The researchers were careful not to draw sweeping conclusions from their experiment (pdf), and others have questioned what the study really means. But what is undeniable is that it taps into a prevailing sense that bankers somehow can’t help but behave badly.
This feeling is not new. By the industry’s recent standards, 2014 wasn’t particularly remarkable in terms of bankers breaking the rules. And that’s the problem. The steady stream of scandal at big banks this year may have finally exhausted remaining goodwill that those outside of banking had for people inside of it. This could be the year that any remaining trust was lost.
Or, rather, squandered by an industry predisposed to deceit. No, that’s not fair.
But consider…
Standard Chartered is creating a “Financial Crime Risk Committee,” a board-level group of bigwigs that will monitor the bank’s compliance with “anti-money laundering, sanctions compliance, and prevention of bribery, corruption and tax crime.” All banks have compliance departments, naturally, but few with as big a staff or as much executive clout as Standard Chartered’s.

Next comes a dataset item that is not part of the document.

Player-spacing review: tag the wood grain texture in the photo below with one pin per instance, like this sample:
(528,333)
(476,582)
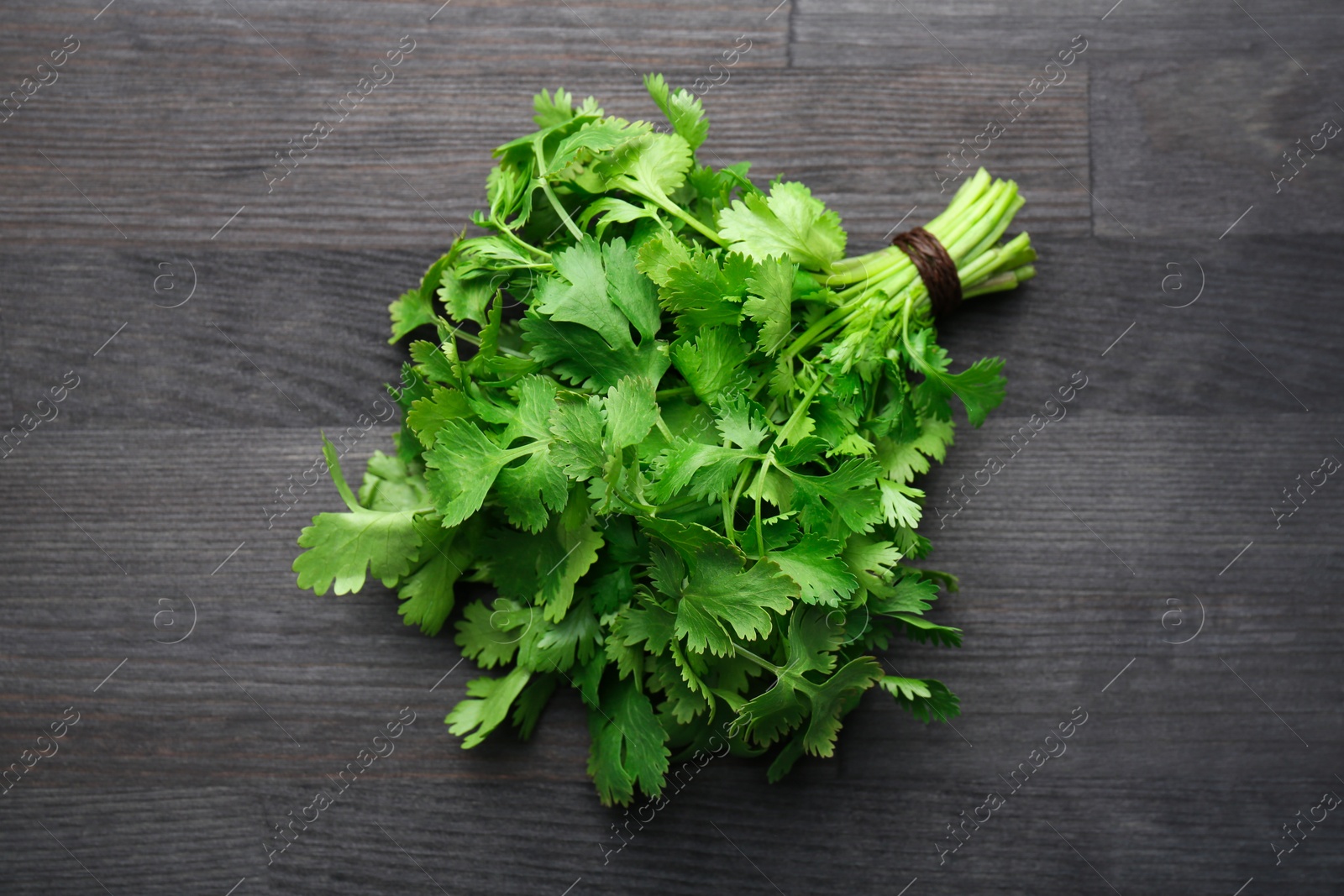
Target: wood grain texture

That’s because the bank’s $667 million settlement in 2012 for breaking US sanctions was just extended for three years pending a new federal probe. New York’s financial watchdog slapped $300 million in additional fines on the bank earlier this year for failing to fix the shortcomings identified in its 2012 settlement.
Time and time again
Standard Chartered isn’t the only repeat offender—last month, Bank of Tokyo-Mitsubishi UFJ paid a $315 million penalty for a cover-up involving a report into sanctions violations that had landed the bank a $250 million fine a year earlier.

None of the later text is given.